At the fundraiser, Cruz pointed out five issues that the Tea Party base has successfully influenced:

  1. Gun control and the Manchin-Toomey Bill
  2. Sen. Rand Paul’s (R-Ky.) filibuster over drone policy
  3. Comprehensive immigration reform
  4. Bipartisan disagreement over Obama’s Syria strategy
  5. The government shutdown

Looking at each one of those issues, it’s clear that Cruz has a point. Despite most Americans being in favor of universal background checks, pressure from the small but powerful gun-rights groups (most of whom are Tea Partiers) convinced lawmakers to oppose it. Paul’s filibuster made national headlines and provoked a new conversation over America’s drone policy. Immigration reform is also favored by the majority of Americans, including citizenship for the 11 million undocumented immigrants currently residing in the United States, but the odds of any legislation passing look slim thanks to the Tea Party. Obama’s decision to ask Congress for approval to attack Syria may not have resulted from grassroots anger, but the slim chances he had of receiving a force authorization were certainly a result of bipartisan opposition to his proposals. Finally, the government shutdown was the direct result of the Tea Party’s fury at Obamacare, forcing GOP lawmakers to go along or be labeled a RINO.
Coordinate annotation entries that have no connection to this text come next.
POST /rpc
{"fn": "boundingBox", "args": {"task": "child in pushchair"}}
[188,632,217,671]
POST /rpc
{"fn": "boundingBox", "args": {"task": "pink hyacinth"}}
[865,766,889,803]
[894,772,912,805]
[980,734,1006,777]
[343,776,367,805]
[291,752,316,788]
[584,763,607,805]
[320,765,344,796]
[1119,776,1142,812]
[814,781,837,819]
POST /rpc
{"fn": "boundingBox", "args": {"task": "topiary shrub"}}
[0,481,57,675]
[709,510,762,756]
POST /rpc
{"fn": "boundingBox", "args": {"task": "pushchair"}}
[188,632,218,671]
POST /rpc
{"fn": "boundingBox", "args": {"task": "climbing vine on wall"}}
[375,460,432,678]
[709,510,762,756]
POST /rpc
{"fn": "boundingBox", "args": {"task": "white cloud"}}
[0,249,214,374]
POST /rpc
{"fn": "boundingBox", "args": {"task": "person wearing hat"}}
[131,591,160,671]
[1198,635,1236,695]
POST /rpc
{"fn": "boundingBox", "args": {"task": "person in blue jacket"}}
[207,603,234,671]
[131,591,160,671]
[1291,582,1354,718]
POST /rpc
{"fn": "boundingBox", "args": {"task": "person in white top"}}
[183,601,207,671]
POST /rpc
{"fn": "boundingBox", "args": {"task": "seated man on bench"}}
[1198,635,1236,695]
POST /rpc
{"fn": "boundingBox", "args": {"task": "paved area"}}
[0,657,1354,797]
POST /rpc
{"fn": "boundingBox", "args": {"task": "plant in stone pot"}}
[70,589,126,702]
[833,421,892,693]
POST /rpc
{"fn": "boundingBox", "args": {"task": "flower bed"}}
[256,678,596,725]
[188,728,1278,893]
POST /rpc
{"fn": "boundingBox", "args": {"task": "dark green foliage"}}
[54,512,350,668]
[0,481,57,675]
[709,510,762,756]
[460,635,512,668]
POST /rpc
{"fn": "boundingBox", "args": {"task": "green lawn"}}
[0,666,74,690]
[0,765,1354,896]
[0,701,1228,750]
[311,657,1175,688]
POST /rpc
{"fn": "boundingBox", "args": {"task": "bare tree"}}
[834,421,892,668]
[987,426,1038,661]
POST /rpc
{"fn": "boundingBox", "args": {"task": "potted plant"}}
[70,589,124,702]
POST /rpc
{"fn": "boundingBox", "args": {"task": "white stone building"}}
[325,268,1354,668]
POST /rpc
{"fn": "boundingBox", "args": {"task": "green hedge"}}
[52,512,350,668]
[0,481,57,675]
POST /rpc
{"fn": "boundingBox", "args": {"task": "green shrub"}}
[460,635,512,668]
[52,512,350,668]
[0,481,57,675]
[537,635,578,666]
In each situation, the grassroots Tea Party base, despite representing less than a quarter of the electorate, had a significant impact on the policy debate. The Tea Party has earned this power by developing a vocal, angry foundation that it can mobilize to have an outsized effect on elections. Cruz is right. The grassroots truly is powerful.

However, what the junior senator has not grasped is that there is a limit to this power. In the end, the Tea Party still represents a small part of the electorate and their scorched-earth tactics have earned the derision of much of the nation. The problem with having enough power to block popular legislation is that you make a number of enemies by doing so. Cruz & Co. make even more enemies when they choose tactics that have no chance of success.

In the other four issues he cites, the conservative base achieved their goals. They scuttled universal background checks, immigration reform and a strike on Syria and brought drone policy to national attention. The government shutdown was different. It was bound to fail from the beginning, but Cruz didn’t care. Now, the Republican Party has its lowest favorability ratings of all time and Cruz’s favorables with non-Tea Partiers have plummeted. He’s solidified his position as cult hero amongst the Tea Party, but at the expense of alienating the Republican establishment, crowding out media coverage of’s struggles and damaging his credibility as a strategic thinker. Cruz is right that the grassroots has become a powerful force in politics, but the government shutdown revealed the limits of that power. Likewise, Cruz has become an imposing figure in the Senate, but the past month demonstrated that he faces limitations as well.